Another Victory for Homogeny

"You can't tell me it's selling less than the Camry? We have a market full of people with bad taste". From the mouths of babes. Well, A babe; my wife in fact.

This was my wife's response to the news that Ford Australia are ending local manufacturing operations in Australia. Not only is this an end to the Falcon and Territory, but it is the end of an iconic Name plate AND an iconic engine from the 250 cross flow to the BarraTurbo (or seagull as it was known internally because it shat on everything else).

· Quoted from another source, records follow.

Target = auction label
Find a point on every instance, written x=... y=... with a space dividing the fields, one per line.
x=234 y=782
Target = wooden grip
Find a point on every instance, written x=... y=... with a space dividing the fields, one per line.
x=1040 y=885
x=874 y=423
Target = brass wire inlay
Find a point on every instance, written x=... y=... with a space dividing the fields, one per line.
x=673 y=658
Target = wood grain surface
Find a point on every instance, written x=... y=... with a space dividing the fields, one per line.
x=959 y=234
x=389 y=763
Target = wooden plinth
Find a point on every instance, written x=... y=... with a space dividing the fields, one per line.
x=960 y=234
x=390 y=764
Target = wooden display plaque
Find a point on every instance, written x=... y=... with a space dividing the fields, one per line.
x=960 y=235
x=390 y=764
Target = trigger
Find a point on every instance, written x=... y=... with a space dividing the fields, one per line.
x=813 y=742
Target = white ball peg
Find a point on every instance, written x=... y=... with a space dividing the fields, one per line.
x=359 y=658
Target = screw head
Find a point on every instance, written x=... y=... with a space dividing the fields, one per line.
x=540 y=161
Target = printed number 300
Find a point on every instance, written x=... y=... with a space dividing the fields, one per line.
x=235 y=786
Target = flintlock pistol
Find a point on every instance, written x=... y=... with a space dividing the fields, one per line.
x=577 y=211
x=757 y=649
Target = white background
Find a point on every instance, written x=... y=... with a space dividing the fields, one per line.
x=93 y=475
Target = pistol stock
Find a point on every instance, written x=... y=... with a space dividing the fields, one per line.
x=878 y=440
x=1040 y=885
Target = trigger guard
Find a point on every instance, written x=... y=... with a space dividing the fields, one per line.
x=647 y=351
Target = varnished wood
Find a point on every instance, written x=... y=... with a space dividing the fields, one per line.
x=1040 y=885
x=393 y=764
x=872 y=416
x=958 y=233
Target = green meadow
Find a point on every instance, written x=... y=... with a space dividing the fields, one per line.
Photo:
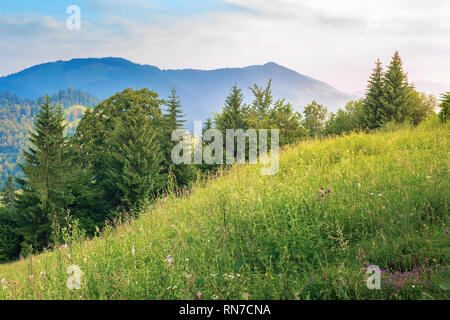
x=336 y=206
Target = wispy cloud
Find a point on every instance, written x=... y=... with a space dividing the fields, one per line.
x=333 y=41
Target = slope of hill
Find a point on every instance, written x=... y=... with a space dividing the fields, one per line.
x=436 y=89
x=201 y=92
x=16 y=119
x=335 y=207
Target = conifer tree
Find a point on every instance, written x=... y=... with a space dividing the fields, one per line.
x=7 y=192
x=396 y=92
x=233 y=115
x=45 y=196
x=444 y=114
x=174 y=119
x=134 y=163
x=374 y=113
x=260 y=106
x=174 y=115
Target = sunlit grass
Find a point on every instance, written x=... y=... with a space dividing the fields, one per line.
x=309 y=232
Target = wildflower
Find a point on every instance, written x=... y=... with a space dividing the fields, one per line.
x=169 y=260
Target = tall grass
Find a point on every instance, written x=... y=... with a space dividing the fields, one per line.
x=308 y=232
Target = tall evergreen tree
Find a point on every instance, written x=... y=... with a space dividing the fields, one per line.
x=444 y=114
x=174 y=115
x=374 y=113
x=396 y=92
x=314 y=118
x=232 y=116
x=45 y=197
x=134 y=164
x=92 y=141
x=258 y=117
x=7 y=192
x=174 y=119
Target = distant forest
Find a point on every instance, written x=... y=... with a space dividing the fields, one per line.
x=16 y=119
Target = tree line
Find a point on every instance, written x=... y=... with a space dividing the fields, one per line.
x=119 y=157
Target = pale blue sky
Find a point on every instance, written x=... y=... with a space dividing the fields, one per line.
x=333 y=41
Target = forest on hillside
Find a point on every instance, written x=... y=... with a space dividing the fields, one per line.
x=119 y=157
x=16 y=120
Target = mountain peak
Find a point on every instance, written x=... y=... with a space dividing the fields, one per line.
x=201 y=93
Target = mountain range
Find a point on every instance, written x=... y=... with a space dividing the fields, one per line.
x=202 y=92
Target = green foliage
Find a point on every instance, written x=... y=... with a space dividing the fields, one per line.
x=45 y=195
x=16 y=119
x=314 y=119
x=233 y=115
x=396 y=92
x=349 y=119
x=174 y=119
x=387 y=206
x=7 y=192
x=421 y=106
x=374 y=113
x=389 y=97
x=9 y=241
x=445 y=107
x=134 y=162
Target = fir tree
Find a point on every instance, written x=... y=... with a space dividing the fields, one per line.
x=7 y=192
x=374 y=113
x=396 y=91
x=174 y=115
x=180 y=174
x=444 y=114
x=45 y=196
x=134 y=164
x=232 y=116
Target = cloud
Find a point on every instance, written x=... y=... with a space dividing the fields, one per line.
x=329 y=40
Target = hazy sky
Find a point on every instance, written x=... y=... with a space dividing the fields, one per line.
x=333 y=41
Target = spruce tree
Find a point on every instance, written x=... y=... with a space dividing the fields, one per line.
x=232 y=116
x=396 y=91
x=444 y=114
x=374 y=113
x=7 y=192
x=174 y=119
x=45 y=196
x=134 y=163
x=174 y=115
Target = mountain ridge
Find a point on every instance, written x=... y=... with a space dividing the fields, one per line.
x=202 y=92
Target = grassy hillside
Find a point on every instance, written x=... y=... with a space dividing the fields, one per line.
x=308 y=232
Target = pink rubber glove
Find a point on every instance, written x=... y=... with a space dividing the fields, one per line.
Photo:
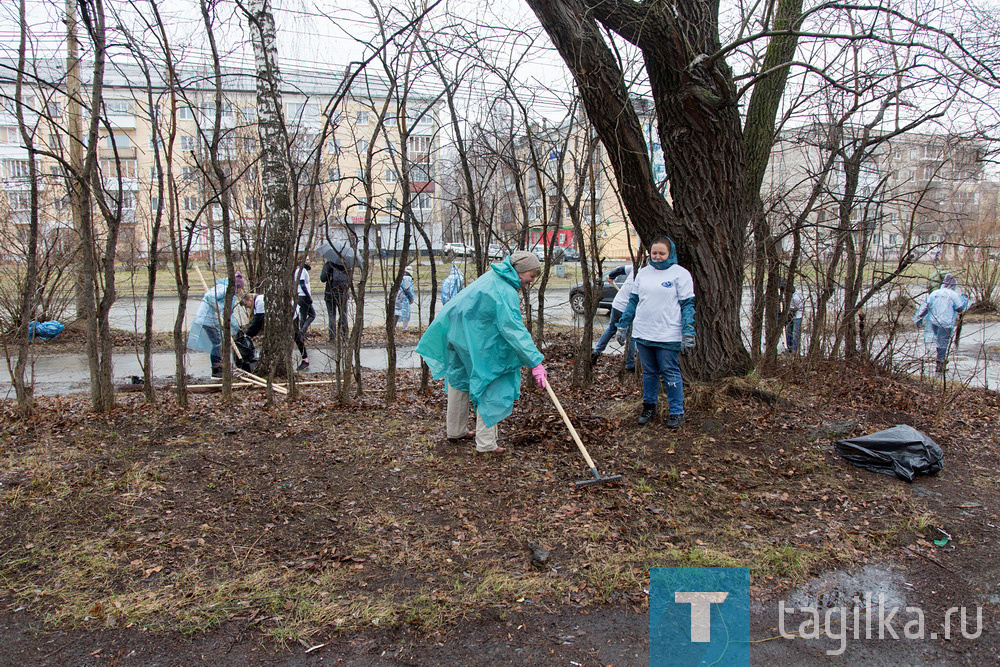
x=541 y=377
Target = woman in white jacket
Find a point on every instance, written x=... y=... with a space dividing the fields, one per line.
x=661 y=312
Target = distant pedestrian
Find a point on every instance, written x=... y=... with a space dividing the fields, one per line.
x=938 y=315
x=452 y=284
x=338 y=288
x=307 y=313
x=793 y=318
x=404 y=297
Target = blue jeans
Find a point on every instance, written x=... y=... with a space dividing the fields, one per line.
x=609 y=333
x=216 y=354
x=793 y=334
x=660 y=363
x=942 y=340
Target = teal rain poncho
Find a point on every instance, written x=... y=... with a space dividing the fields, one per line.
x=210 y=314
x=478 y=343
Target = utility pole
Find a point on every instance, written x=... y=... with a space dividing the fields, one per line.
x=74 y=142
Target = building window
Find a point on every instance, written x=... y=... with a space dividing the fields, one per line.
x=19 y=201
x=118 y=141
x=118 y=107
x=110 y=168
x=15 y=168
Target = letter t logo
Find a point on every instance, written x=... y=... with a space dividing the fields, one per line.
x=701 y=612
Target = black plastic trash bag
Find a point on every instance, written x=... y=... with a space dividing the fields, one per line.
x=902 y=451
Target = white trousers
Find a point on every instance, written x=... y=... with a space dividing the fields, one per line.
x=458 y=421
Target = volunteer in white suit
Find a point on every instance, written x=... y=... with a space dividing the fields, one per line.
x=661 y=312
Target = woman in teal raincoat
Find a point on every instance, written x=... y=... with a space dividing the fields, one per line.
x=478 y=344
x=205 y=334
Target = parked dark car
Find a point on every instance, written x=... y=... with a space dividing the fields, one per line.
x=577 y=298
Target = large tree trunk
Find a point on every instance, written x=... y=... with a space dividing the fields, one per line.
x=25 y=389
x=279 y=243
x=699 y=129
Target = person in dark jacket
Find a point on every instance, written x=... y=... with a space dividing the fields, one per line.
x=307 y=313
x=338 y=285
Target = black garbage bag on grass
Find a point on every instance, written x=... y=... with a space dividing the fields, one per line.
x=902 y=451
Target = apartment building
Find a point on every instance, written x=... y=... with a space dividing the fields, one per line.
x=349 y=161
x=916 y=192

The Ford Falcon, which began Australian assembly in 1960 (essentially in the same place where manufacturing will end in October 2016) has been an Australian stalwart of toughness, comfort, firepower, laughs and silver screen infamy.



What is really lost today, is a piece of Australia uniqueness: a part of our identity. Non-car people don't understand what the Falcon represents to car people. It's a statement of Australians being able to do things better than the rest of the world and do it for less.

Both the Holdens and Fords from the 60's up until now, were developed for our unique environment and on a fraction of the budgets spent by US, Japanese and European counterparts. Were they better? Well, they were tougher. Just ask Opel engineers whom couldn't understand why their cars kept disintegrating on Australian roads in the late 70's, having to be redesigned and toughened by Holden engineers for the then new model Holden Commodore.    

As the vehicles evolved from the 60's, Holden and Ford traded places as Australia's number one sellers. Eventually, both manufacturers became too complacent behind trade barriers. They still had rugged monocoque construction needed to survive in the harsh outback, but, were falling behind in modern technology.

In the 80's, the Australian government moved to lower trade barriers and forced local manufacturers into bed together producing Toyota Commodores (Lexcen), Nissan Utes (Falcon) and Holden Corolla's (Nova) amongst other monstrosities. They fortunately came out the other side (somehow) and had improved economy and safety credentials.

Decade after decade, Holden and Ford followed the ups and down of the Australian economy, evolving their products to ensure that Australians had access to a car they could say was Australian, and, met what was becoming some of the highest safety standards in the world..

The modern result is two world class families of vehicles that are the envy of car people the world over.

Much will be said about new models and greater variety, but we all know it will be more of the same. The same mini van dressed as a Sport Utility Vehicle, the same smart compact cars that you can get from any manufacturer, the same Thailand built utility you can get from many other car lots. All that Ford will have left is brand loyalty..... but I don't think they can bank on that from car people anymore. Come 2017, their lineup will be the envy of no-one.